Similarly, beans can be stored in food grade buckets in a dry, cool place for a couple years. Grocery stores and bakeries often toss their food-grade buckets after they’re done with them, so ask around to get your hands on some free buckets!

Traditional Preparations

The Nutrition

Rice contains no gluten, the hard to digest protein found in most grains. It also contains only small amounts of phytic acid, the antinutrient found in grains, legumes, and seeds that prevents our body from absorbing all the vitamins and minerals found in those foods. Brown rice particularly is high in B vitamins and contains iron, vitamin E, and protein.

Dry beans are low in fat and packed with protein, complex carbohydrates, vitamins, and minerals. The starches found in beans break down into two complex sugars, farrinose and stachyose, neither of which can easily be broken down by our bodies. Traditional preparation breaks down some of these starches for us.

Rice and beans are inexpensive, whole foods full of nutrition. They should be in everyone’s diet, and not necessarily as fillers. But if we look at how each were prepared traditionally, we have something to learn.

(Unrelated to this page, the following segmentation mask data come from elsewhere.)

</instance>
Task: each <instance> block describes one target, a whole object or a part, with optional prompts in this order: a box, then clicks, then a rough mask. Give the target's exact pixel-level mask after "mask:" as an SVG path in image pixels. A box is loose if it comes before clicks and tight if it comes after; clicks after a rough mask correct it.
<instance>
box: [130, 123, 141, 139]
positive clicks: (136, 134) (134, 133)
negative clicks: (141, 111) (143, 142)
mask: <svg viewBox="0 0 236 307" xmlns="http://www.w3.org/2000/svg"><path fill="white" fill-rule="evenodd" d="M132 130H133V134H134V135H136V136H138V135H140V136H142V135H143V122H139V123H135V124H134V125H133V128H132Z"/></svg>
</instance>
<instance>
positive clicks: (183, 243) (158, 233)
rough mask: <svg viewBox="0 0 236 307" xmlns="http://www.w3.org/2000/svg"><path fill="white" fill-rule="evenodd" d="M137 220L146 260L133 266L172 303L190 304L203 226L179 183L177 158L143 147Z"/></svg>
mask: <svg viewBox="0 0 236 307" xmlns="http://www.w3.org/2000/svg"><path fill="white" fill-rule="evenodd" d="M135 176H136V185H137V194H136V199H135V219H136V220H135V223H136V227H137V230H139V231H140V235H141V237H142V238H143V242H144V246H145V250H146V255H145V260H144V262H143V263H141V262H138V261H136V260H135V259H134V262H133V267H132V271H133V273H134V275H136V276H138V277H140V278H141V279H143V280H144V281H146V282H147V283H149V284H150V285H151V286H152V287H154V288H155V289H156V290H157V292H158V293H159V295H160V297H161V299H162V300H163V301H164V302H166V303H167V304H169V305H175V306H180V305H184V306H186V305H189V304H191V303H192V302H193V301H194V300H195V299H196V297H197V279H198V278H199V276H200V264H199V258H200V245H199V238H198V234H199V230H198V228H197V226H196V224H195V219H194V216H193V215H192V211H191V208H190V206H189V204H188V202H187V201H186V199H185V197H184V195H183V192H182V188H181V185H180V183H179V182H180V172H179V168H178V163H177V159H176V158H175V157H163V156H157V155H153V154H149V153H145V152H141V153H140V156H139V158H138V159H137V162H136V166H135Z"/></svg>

You see, grains, legumes, nuts, and seeds contain phytates and enzyme inhibitors that not only inhibit how our bodies digest the foods and assimilate the nutrients, but these same inhibitors can also rob our bodies of certain nutrients. So, if you treat your diet like your medicine then you’ll want to know how our ancestors prepared these foods.

Get the Most Nutrition from Rice/Beans

Traditional preparation of both rice and beans included soaking, sprouting or fermenting/souring. Soaking is probably the easiest method and you’ll need four things: Time, Acidity, Liquid, Warmth.

Soaking traditionally happened for at least 12-24 hours and included an acidic medium. Add a tablespoon of kefir, yogurt or buttermilk to the water. From the first batch save half a cup of the soaking liquid, using it for the next. I keep mine in a Mason jar labeled “soaking liquid” in the refrigerator.

To begin simply rinse rice/beans (this removes impurities and surface starches) and cover with water and tablespoon of acidic medium. Allow to soak in a warm place for 12-24 hours. I usually soak mine in the oven with the light on. Save at least half a cup of the liquid for next time. Cook accordingly.

Soaking is really that easy and the payoff is huge. Phytates and enzyme inhibitors are decreased or even eliminated, allowing our bodies to fully benefit from the range of nutrients in these whole foods.